'Retrato de una infanta', de Juan de Flandes
La fuerza -mi fuerza-: la de la semblanza. Conocida en la semejanza sin ser reconocida, pues nadie guarda memoria de los rasgos que trazaron mi figura. Detenida. Detenida en la imagen, una de ellas, conocen de mí lo que no fui salvo para la mano que guió el pincel sobre el lienzo -¿o era una tabla?-.

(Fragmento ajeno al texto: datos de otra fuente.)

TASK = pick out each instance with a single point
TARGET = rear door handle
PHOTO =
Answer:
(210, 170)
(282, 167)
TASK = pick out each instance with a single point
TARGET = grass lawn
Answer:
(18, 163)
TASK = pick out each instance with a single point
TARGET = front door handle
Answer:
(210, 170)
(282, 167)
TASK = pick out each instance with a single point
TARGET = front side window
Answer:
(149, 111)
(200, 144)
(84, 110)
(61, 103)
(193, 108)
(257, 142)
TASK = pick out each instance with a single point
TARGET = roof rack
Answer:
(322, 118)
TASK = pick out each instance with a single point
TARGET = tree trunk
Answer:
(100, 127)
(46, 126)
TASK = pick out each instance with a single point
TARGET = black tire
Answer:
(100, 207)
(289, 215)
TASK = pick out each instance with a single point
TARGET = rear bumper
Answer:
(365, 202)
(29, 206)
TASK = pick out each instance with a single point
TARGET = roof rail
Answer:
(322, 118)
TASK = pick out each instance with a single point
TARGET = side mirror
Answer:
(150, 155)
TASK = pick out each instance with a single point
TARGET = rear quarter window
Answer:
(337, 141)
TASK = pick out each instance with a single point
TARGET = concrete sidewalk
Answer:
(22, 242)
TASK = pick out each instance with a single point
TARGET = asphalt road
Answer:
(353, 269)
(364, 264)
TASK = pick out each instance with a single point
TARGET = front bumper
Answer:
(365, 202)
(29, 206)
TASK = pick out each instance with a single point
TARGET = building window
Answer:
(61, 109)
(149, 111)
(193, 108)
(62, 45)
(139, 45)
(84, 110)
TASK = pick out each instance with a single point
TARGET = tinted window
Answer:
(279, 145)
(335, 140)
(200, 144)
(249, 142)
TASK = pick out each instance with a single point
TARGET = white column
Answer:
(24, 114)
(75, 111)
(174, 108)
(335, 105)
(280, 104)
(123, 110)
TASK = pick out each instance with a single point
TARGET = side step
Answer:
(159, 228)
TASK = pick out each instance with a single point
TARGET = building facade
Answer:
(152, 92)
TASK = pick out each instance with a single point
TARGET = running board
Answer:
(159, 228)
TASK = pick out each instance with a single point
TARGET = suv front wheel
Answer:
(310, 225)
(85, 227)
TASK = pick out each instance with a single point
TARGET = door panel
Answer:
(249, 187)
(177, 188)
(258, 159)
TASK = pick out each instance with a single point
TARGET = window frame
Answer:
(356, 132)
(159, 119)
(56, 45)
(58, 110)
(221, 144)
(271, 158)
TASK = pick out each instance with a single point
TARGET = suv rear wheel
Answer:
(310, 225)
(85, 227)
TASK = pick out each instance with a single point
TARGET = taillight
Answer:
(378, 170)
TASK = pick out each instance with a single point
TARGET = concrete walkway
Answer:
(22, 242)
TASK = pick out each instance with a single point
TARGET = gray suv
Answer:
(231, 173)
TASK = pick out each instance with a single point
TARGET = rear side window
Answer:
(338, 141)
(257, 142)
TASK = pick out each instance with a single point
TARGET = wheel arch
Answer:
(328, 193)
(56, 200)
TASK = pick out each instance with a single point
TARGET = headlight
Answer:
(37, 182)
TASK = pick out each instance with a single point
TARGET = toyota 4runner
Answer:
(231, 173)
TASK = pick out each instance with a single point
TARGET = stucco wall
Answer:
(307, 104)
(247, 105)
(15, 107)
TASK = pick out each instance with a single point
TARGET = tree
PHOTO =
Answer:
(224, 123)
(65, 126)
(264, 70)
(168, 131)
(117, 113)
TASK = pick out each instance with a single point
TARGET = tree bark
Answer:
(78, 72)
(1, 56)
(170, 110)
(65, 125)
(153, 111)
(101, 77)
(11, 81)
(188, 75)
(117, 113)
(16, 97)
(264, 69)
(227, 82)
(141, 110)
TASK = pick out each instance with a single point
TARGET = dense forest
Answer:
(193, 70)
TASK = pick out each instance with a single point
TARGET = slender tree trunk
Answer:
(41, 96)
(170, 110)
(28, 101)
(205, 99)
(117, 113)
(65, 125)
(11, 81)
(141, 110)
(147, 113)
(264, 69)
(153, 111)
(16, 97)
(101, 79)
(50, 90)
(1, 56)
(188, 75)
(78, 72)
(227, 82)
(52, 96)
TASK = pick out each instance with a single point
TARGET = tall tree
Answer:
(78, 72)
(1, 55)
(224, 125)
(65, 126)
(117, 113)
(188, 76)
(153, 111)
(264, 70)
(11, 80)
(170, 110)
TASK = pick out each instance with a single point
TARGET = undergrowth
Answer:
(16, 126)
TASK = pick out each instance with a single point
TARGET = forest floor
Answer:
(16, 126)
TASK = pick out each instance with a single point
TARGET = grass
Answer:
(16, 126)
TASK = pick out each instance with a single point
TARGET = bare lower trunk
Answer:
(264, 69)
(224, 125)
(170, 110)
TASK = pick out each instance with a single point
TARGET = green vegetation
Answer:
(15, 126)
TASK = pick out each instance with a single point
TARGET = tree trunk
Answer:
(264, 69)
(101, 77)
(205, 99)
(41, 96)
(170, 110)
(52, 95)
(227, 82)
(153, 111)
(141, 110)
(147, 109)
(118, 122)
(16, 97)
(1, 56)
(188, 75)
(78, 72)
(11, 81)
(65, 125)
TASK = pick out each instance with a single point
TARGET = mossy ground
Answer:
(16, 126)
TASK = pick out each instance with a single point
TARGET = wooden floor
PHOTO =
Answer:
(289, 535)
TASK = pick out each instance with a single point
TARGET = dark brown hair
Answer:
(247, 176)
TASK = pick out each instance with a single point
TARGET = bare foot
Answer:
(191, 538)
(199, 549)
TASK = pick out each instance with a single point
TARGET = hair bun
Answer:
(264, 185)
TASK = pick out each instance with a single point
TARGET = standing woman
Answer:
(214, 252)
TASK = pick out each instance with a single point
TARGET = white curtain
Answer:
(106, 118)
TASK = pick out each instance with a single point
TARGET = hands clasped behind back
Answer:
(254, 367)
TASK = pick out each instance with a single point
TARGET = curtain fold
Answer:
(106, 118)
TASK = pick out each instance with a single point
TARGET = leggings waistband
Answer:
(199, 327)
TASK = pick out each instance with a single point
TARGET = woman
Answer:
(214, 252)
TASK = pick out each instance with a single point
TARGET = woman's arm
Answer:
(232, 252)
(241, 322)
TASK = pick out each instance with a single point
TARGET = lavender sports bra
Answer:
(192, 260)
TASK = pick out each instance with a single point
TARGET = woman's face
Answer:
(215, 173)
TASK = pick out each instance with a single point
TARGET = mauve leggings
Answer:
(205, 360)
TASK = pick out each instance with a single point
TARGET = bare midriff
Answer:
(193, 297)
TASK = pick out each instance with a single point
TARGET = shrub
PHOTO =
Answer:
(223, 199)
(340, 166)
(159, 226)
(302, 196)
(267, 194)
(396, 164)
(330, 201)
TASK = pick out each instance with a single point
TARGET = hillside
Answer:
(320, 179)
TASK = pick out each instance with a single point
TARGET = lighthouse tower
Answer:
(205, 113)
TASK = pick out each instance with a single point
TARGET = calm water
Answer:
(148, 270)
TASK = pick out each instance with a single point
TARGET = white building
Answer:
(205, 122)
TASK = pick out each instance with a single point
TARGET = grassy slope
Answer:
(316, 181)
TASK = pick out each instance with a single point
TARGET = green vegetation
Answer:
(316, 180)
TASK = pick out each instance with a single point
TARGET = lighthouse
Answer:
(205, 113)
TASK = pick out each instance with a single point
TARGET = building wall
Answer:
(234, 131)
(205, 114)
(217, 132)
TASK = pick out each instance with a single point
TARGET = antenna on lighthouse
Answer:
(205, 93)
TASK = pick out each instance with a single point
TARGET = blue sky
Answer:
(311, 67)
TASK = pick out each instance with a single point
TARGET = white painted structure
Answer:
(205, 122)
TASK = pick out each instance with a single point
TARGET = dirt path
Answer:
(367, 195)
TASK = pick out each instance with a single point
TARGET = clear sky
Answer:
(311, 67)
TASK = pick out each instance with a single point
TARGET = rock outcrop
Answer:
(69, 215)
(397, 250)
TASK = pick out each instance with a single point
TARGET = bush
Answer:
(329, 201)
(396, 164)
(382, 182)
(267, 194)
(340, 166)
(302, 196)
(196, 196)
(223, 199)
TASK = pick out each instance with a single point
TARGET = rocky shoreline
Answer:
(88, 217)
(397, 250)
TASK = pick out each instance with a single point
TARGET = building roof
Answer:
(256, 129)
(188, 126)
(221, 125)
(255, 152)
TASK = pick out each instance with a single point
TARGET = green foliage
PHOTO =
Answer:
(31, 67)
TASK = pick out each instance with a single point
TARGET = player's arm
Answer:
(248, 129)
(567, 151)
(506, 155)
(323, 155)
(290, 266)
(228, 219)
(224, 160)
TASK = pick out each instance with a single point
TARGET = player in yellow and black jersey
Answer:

He muerto hace tiempo, hace mucho tiempo. Quien apresó mi imagen también pintó el retrato de Isabel, la católica reina de Castilla. Nada queda, en el mundo, de los gestos que realicé, de mi forma de andar, ni de aquello que vieron mis ojos. ¿Qué causa el placer que halláis en contemplarme? ¿Acaso creéis que os lo produzco yo? Os equivocáis. No es el candor, ni esos rasgos que juzgáis tan hermosos y serenos -casi exóticos, decís- no, no es nada de eso, sino la idea que albergáis de que esos rasgos fueron los de una joven, lo que os absorbe es la semejanza que suponéis guarda con ella el retrato. El placer de la forma descansa en esa aproximación entre lo inerte y lo vivo, y esa suprema metáfora sella el idilio entre el mundo real y el imaginado, entre vuestro miedo y vuestra esperanza. Pero os equivocáis. Quien quiera sorprenderme evocando a la adolescente en el rubor de inocencia en mis mejillas o en la flor que se marchitó en mis manos se equivoca. Yo no soy nada de eso. Nadie puede alcanzarme. Nada soy más allá de lo que ven en el lienzo -¿o era una tabla?- que contemplan. Lo pintó Juan de Flandes. Entre usted y él -que para usted es poco más que el nombre de un pintor y una nota biográfica-, entre usted y usted, por tanto, me estáis inventando. Yo soy mi retrato.